New Mantara CEO Looks to Expand HFT Business

The marching orders for Mantara’s new chief executive officer are clear: Take what the firm believes is a strong product and put it in the hands of more customers.

Michael Chin this week assumed the reins as president and chief executive of Jersey City, N.J.-based Mantara. The vendor provides low-latency connectivity, market data feeds and risk-check technology for high-frequency trading firms. It also offers an execution management system.

The market for high-frequency technology continues to grow. Accordingly, Mantara expects to grow alongside it, said Chin, who spent nine years at the EMS developer TradingScreen.

"We’re well-positioned," Chin said. "My mandate now is to really grow the client base significantly."

The firm’s client base is growing, he said, doubling in the last 12 months. A year ago, Mantara had 10 clients and 120 users, Chin said. Today, it has 20 clients and 250 users. He would not estimate how many clients the privately held firm expects to have 12 months from now. Mantara’s client base is evenly distributed across black-box hedge funds, proprietary trading shops, agency brokers and large brokerage firms.

For its first three years, Mantara’s focus has been on building a strong product for high-frequency traders, Chin said. Now the main focus is sales and distribution, he added.

But the growth in HFT-related technology comes at a time of great regulatory scrutiny.
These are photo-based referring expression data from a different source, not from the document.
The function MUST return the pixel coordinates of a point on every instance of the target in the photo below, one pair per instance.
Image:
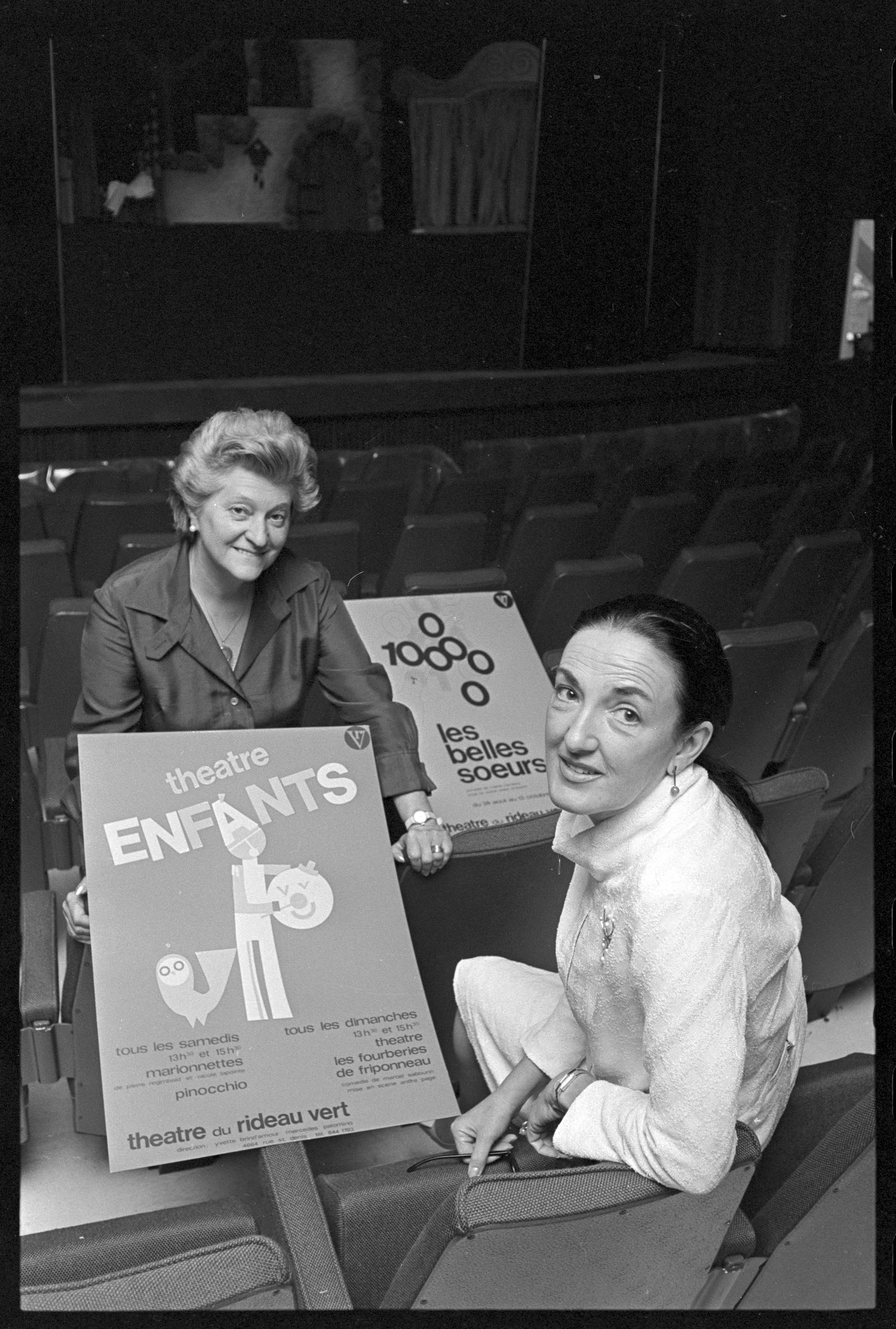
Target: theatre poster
(253, 968)
(467, 669)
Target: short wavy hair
(264, 442)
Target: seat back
(829, 1121)
(502, 895)
(790, 804)
(453, 584)
(330, 543)
(31, 520)
(196, 1256)
(838, 730)
(813, 508)
(656, 528)
(43, 576)
(102, 524)
(33, 867)
(446, 544)
(838, 941)
(768, 668)
(562, 486)
(378, 510)
(807, 580)
(138, 546)
(858, 595)
(741, 515)
(716, 581)
(540, 537)
(59, 684)
(575, 585)
(571, 1238)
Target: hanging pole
(532, 204)
(59, 214)
(656, 189)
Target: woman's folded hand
(75, 911)
(427, 849)
(483, 1131)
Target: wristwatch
(567, 1080)
(421, 818)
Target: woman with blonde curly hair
(228, 629)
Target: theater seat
(790, 804)
(575, 585)
(47, 722)
(134, 547)
(768, 668)
(104, 519)
(486, 494)
(716, 581)
(838, 903)
(500, 895)
(807, 580)
(330, 543)
(543, 536)
(562, 486)
(833, 727)
(812, 1202)
(588, 1237)
(208, 1256)
(454, 543)
(655, 528)
(43, 576)
(814, 508)
(741, 515)
(378, 510)
(454, 584)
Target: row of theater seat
(798, 684)
(792, 1228)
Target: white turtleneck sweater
(683, 987)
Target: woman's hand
(550, 1109)
(540, 1126)
(75, 911)
(427, 849)
(483, 1131)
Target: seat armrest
(789, 736)
(302, 1227)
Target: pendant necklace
(227, 652)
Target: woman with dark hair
(228, 629)
(678, 1008)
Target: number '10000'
(445, 653)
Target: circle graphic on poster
(304, 895)
(173, 971)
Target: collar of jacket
(165, 595)
(608, 846)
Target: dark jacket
(149, 661)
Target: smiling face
(242, 527)
(612, 729)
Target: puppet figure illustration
(304, 898)
(177, 984)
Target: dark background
(766, 156)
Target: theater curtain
(472, 159)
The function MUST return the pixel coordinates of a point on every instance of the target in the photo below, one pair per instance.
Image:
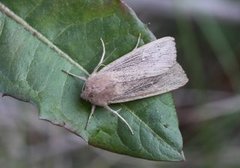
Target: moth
(146, 71)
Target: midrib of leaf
(38, 35)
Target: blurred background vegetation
(207, 35)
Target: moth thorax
(99, 89)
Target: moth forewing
(151, 86)
(156, 57)
(146, 71)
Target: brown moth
(146, 71)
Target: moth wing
(155, 57)
(150, 86)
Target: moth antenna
(73, 75)
(90, 116)
(119, 116)
(102, 58)
(138, 42)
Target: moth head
(99, 89)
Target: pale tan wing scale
(149, 60)
(146, 71)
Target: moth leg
(73, 75)
(90, 115)
(102, 58)
(138, 42)
(119, 116)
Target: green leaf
(65, 35)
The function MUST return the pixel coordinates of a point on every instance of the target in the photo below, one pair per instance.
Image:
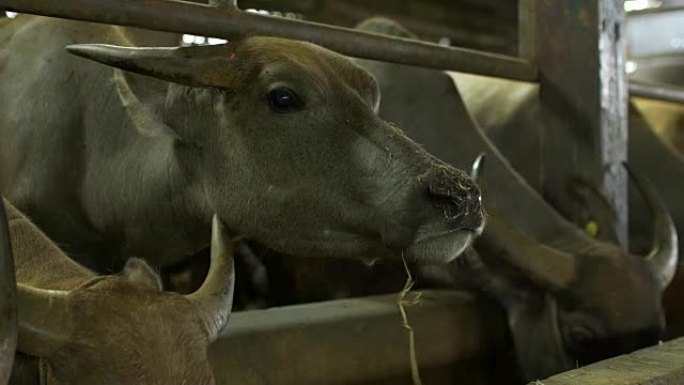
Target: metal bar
(8, 301)
(583, 90)
(362, 341)
(661, 364)
(199, 19)
(656, 91)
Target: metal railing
(228, 22)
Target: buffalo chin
(442, 248)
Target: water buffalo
(509, 110)
(76, 327)
(8, 306)
(278, 137)
(571, 299)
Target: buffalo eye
(580, 336)
(283, 99)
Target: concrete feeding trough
(658, 365)
(362, 341)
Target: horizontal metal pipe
(656, 91)
(204, 20)
(362, 341)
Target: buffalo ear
(198, 66)
(140, 273)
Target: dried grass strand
(402, 302)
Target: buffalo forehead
(325, 65)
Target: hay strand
(402, 302)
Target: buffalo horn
(182, 65)
(543, 265)
(45, 321)
(215, 296)
(477, 166)
(662, 259)
(8, 301)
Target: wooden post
(581, 55)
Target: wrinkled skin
(119, 329)
(138, 163)
(589, 300)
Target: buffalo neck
(142, 185)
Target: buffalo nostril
(459, 200)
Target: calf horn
(45, 320)
(8, 301)
(662, 259)
(215, 296)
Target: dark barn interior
(341, 192)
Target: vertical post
(583, 90)
(527, 45)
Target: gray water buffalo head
(124, 329)
(570, 298)
(577, 300)
(284, 143)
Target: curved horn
(478, 165)
(45, 320)
(182, 65)
(215, 296)
(662, 259)
(8, 301)
(543, 265)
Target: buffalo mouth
(443, 247)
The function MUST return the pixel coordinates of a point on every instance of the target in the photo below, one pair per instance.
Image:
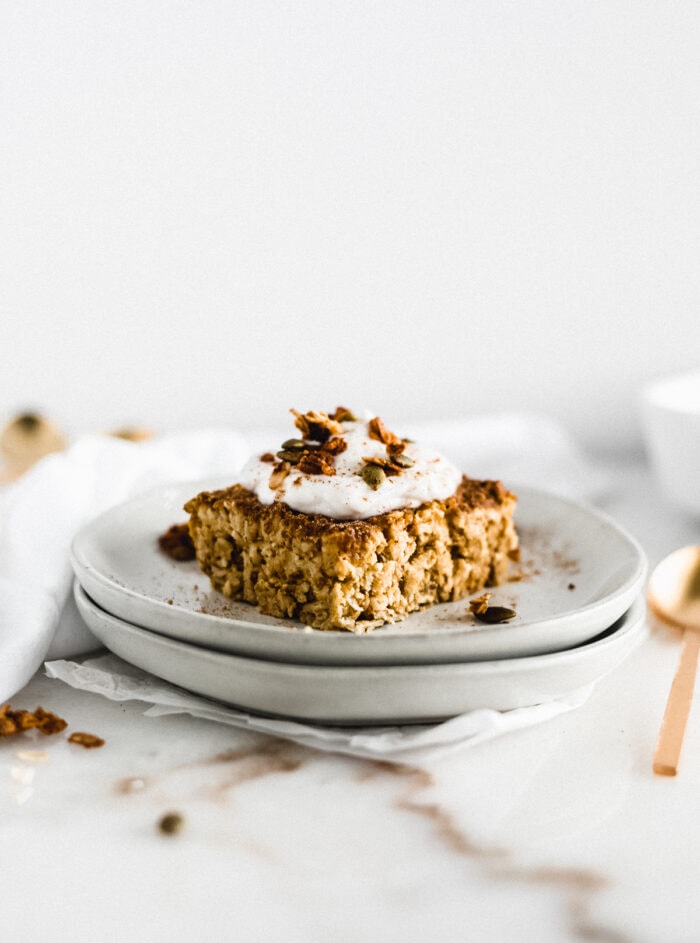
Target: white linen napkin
(42, 511)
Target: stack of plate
(576, 592)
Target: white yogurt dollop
(345, 495)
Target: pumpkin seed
(294, 445)
(374, 476)
(494, 614)
(290, 455)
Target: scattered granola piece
(171, 823)
(133, 434)
(17, 721)
(316, 426)
(176, 543)
(495, 614)
(316, 463)
(342, 414)
(87, 740)
(479, 605)
(334, 446)
(390, 467)
(279, 473)
(378, 431)
(491, 614)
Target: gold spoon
(674, 598)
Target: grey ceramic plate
(579, 572)
(353, 694)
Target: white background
(212, 211)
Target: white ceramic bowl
(671, 421)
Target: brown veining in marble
(238, 766)
(579, 884)
(243, 766)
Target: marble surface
(558, 833)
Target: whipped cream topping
(346, 495)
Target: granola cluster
(322, 440)
(314, 453)
(18, 721)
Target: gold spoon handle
(668, 747)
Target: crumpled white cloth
(42, 511)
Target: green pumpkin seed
(494, 614)
(374, 476)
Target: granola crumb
(479, 605)
(176, 543)
(18, 721)
(171, 823)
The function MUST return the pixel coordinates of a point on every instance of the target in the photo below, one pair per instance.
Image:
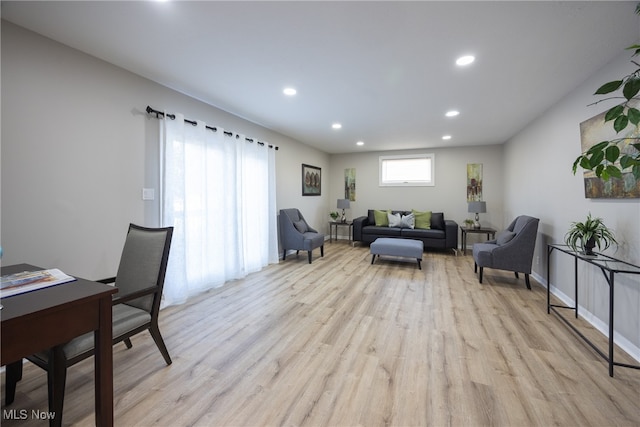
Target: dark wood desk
(50, 317)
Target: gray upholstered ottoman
(397, 247)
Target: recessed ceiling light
(465, 60)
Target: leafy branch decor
(585, 236)
(611, 158)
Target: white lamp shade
(343, 204)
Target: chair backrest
(144, 264)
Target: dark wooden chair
(140, 279)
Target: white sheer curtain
(218, 192)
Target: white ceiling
(384, 69)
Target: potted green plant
(584, 236)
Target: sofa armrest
(358, 223)
(451, 233)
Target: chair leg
(155, 333)
(14, 374)
(56, 380)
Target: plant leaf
(614, 113)
(612, 153)
(634, 115)
(596, 159)
(631, 87)
(627, 161)
(608, 87)
(597, 147)
(613, 171)
(620, 123)
(574, 168)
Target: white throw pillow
(394, 219)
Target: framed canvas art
(594, 130)
(311, 180)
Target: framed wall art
(592, 131)
(311, 180)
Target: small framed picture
(311, 180)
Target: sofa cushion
(374, 230)
(437, 220)
(402, 221)
(423, 219)
(381, 218)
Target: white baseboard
(622, 342)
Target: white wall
(77, 149)
(449, 195)
(538, 164)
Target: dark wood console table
(48, 318)
(610, 267)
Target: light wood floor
(341, 342)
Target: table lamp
(343, 204)
(477, 207)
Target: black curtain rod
(194, 123)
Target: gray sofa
(443, 233)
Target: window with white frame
(407, 170)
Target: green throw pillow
(381, 218)
(423, 219)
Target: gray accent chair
(296, 234)
(512, 250)
(136, 306)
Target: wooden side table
(490, 232)
(337, 224)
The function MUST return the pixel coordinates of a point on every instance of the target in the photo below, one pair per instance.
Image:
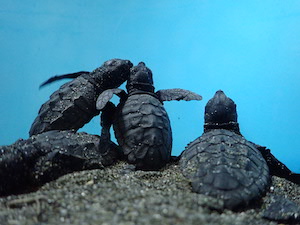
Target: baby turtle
(73, 104)
(141, 124)
(223, 164)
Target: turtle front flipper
(105, 96)
(276, 167)
(109, 150)
(63, 76)
(177, 94)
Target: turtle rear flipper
(276, 167)
(177, 94)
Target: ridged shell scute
(225, 165)
(142, 128)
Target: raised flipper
(108, 150)
(276, 167)
(177, 94)
(64, 76)
(105, 96)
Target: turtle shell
(224, 165)
(142, 129)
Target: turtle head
(140, 79)
(220, 113)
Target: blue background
(249, 49)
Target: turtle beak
(219, 97)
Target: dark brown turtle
(223, 164)
(73, 104)
(141, 124)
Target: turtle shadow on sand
(221, 163)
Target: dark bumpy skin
(141, 124)
(73, 104)
(142, 128)
(27, 164)
(223, 164)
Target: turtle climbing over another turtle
(223, 164)
(73, 104)
(141, 124)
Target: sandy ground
(117, 195)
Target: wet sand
(118, 195)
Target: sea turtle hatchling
(73, 104)
(141, 124)
(223, 164)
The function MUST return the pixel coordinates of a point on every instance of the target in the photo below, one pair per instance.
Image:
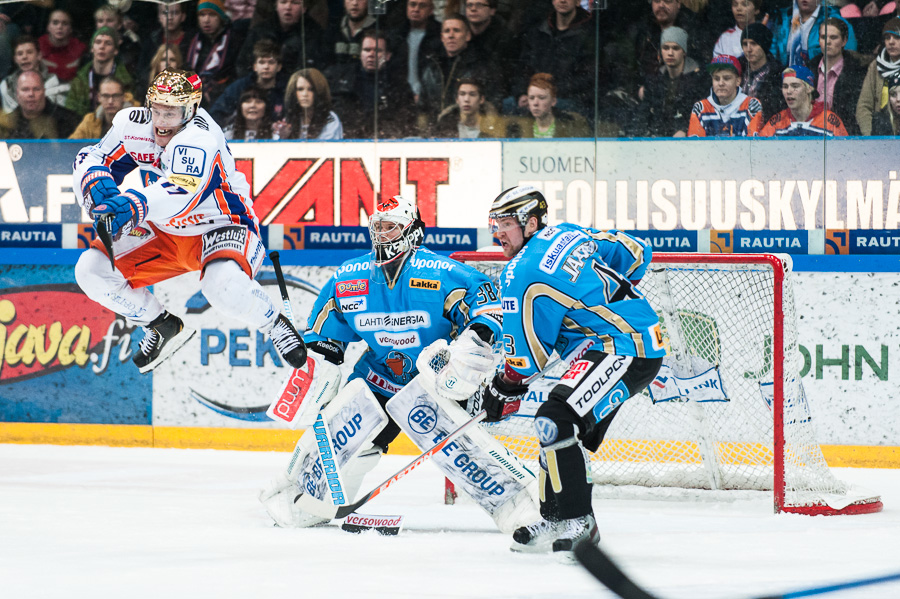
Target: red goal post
(726, 315)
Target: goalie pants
(581, 407)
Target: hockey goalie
(430, 324)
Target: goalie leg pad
(476, 462)
(353, 418)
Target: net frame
(838, 498)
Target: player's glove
(97, 186)
(501, 399)
(124, 212)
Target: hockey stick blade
(324, 509)
(603, 569)
(282, 286)
(105, 237)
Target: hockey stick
(332, 512)
(282, 287)
(105, 237)
(603, 569)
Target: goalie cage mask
(395, 229)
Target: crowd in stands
(330, 69)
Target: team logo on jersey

The Securities and Exchange Commission is looking closely at HFT practices and trying to determine whether they pose risks to the marketplace after the May 6 "flash crash."

The high-frequency trading business falls into Mantara’s product sweet spot: market connectivity and risk checks. Chin said he isn’t worried about the SEC’s Jan. 13 rule proposal on sponsored access. In it, the SEC said it wants to effectively ban the practice of "naked access" by requiring broker-dealers who let customers trade directly in the markets under their names to vet each order on a pre-trade basis. The SEC wants the industry to check every order before it is sent out, to make sure none is erroneous or outsize.

In the wake of the SEC’s rule proposal on sponsored access, trading infrastructure vendors and exchanges have been racing to develop their risk-monitoring capabilities for potential clients–namely, broker-dealers and hedge funds involved in high-frequency trading.

Mantara is ready for any eventuality, Chin said. If pre-trade risk checks are required, its pre-trade risk management tool has more than 40 parameters that can be customized, he added.

Chin said his firm is prepared for whatever the SEC decides, whether brokers are required to have more risk checks in place or whether naked access is allowed with increased capital requirements. "It doesn’t make a difference to us," Chin said. "Either way, people are going to need flexibility and are still going to look for low-latency. And our technology is flexible to either outcome."

To add an additional risk check, there’s an impact on the latency. Based on the way Mantara built its platform, there is a delay of between one and two microseconds for each additional risk check, on average, Chin said. The firm has identified about 12 risk checks that are most likely to be required if the SEC’s rule is passed.

During Chin’s nine years at TradingScreen, he held several executive management positions. His predecessor at Mantara, David Gilbert, becomes executive chairman at the firm.

Chin saw the move as a challenge comparable to the one he undertook at TradingScreen during a period when EMS technology evolved and expanded across the industry. He expects a similar boom for the kind of back-end technology that high-frequency trading firms use.

His experience at TradingScreen is one of the reasons Mantara brought Chin aboard, according to Richard Schenkman, a member of the Mantara board of directors and a former executive at both Instinet and BRUT ECN. He liked Chin’s familiarity with building a business, as well as his trading background. Before TradingScreen, Chin held a number of management positions in global trading during his 13 years at JPMorgan.

"We see that [Chin] can take us to the next level in the market, with the client and in his network," Schenkman said. "And he’s experienced in building a business; it was a perfect fit for us."